Three years ago, pharma giant Pfizer paid $24 million to settle federal allegations that it was paying kickbacks and inflating sales by reimbursing Medicare patients for out-of-pocket medication costs.
By making prohibitively expensive medicine essentially free for patients, the company induced them to use Pfizer drugs even as the price of one of those medicines, covered by Medicare and Medicaid, soared 44% to $225,000 a year, the Justice Department alleged.
Now, Kaiser Health News reports that Pfizer is suing the federal authorities to legalize essentially the same practice it was accused of three years ago – a fighting response to a federal crackdown that has resulted in a dozen drug companies being accused of similar practices.
A Pfizer win could cost taxpayers billions of dollars and erase an important control on pharma marketing after decades of regulatory erosion and soaring drug prices, say health policy analysts. A federal judge’s ruling is expected any day.
“If this is legal for Pfizer, Pfizer will not be the only pharmaceutical company to use this, and there will effectively be a gold rush,” government lawyer Jacob Lillywhite said in oral arguments last month.
Pfizer’s legal argument “is aggressive,” said Chris Robertson, a professor of health law at Boston University. “But I think they’ve got such a political tailwind behind them” because of pocketbook pain over prescription medicine – even though it’s caused by pharma manufacturers. Pfizer’s message, “‘We’re just trying to help people afford their drugs,’ is pretty attractive,” he said.
That’s not all that’s working in Pfizer’s favor. Courts and regulations have been moving pharma’s way since the Food and Drug Administration allowed limited TV drug ads in the 1980s. Other companies of all kinds also have gained free speech rights allowing aggressive marketing and political influence that would have been unthinkable decades ago, legal scholars say.
Among other court arguments, Pfizer initially claimed that current regulation violates its speech protections under the First Amendment, essentially saying it should be allowed to communicate freely with third-party charities to direct patient assistance.
“It’s infuriating to realize that, as outlandish as they seem, these types of claims are finding a good deal of traction before many courts,” said Michelle Mello, a professor of law and medicine at Stanford University. “Drug companies are surely aware that the judicial trend has been toward more expansive recognition of commercial speech rights.”
Pfizer’s lawsuit, in the Southern District of New York, seeks a judge’s permission to directly reimburse patient expenses for two of its heart-failure drugs each costing $225,000 a year.
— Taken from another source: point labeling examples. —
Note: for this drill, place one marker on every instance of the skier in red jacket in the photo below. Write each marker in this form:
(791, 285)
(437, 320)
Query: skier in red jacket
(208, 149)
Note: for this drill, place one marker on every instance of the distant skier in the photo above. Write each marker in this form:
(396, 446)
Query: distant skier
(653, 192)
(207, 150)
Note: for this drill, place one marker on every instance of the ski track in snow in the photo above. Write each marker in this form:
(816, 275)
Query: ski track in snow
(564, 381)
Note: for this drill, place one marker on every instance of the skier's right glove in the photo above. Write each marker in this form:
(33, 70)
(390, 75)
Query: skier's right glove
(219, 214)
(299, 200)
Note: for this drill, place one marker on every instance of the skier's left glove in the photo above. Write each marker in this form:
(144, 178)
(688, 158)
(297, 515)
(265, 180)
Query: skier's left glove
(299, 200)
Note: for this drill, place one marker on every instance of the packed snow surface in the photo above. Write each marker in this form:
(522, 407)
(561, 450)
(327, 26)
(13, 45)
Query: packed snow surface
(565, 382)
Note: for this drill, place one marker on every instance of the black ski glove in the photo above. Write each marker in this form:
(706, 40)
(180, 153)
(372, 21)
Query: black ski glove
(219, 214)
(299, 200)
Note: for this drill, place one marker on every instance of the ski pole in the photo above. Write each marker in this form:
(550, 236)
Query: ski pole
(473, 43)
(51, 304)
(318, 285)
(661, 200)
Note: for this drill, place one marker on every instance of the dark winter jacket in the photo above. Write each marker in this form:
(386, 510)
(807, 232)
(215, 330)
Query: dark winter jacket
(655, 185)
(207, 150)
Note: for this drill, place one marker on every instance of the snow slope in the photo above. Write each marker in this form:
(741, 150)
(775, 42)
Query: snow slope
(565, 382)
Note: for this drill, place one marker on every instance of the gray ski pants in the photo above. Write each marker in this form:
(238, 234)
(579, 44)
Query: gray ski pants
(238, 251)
An outside administrator would use Pfizer contributions to cover Medicare copays, deductibles and coinsurance for those drugs, which otherwise would cost patients about $13,000 a year.
Letting pharma companies put money directly into patients’ pockets to pay for their own expensive medicines “does induce people to get a specific product” instead of shopping for a cheaper or more effective alternative, said Stacie Dusetzina, an associate professor of health policy at Vanderbilt University. “It’s kind of the definition of a kickback.”
Government rule-makers have warned against such payments since the launch of Medicare’s Part D drug benefit in 2006. Drug companies routinely help privately insured patients with cost sharing through coupons and other means, but private carriers can negotiate the overall price.
Because Congress gave Medicare no control over prescription drug prices, having patients share at least part of the cost is the only economic force guarding against unlimited price hikes and industry profits at taxpayer expense.
At the same time, however, regulators have allowed the industry to help patients with copays by routing money through outside charities – but only as long as the charities are “bona fide, independent” organizations that don’t match drugmaker money with specific drugs.
Several charities have blatantly violated that rule in recent years by colluding with pharma companies to subsidize particular drugs, the Justice Department has alleged. A dozen companies have paid more than $1 billion to settle allegations of kickback violations.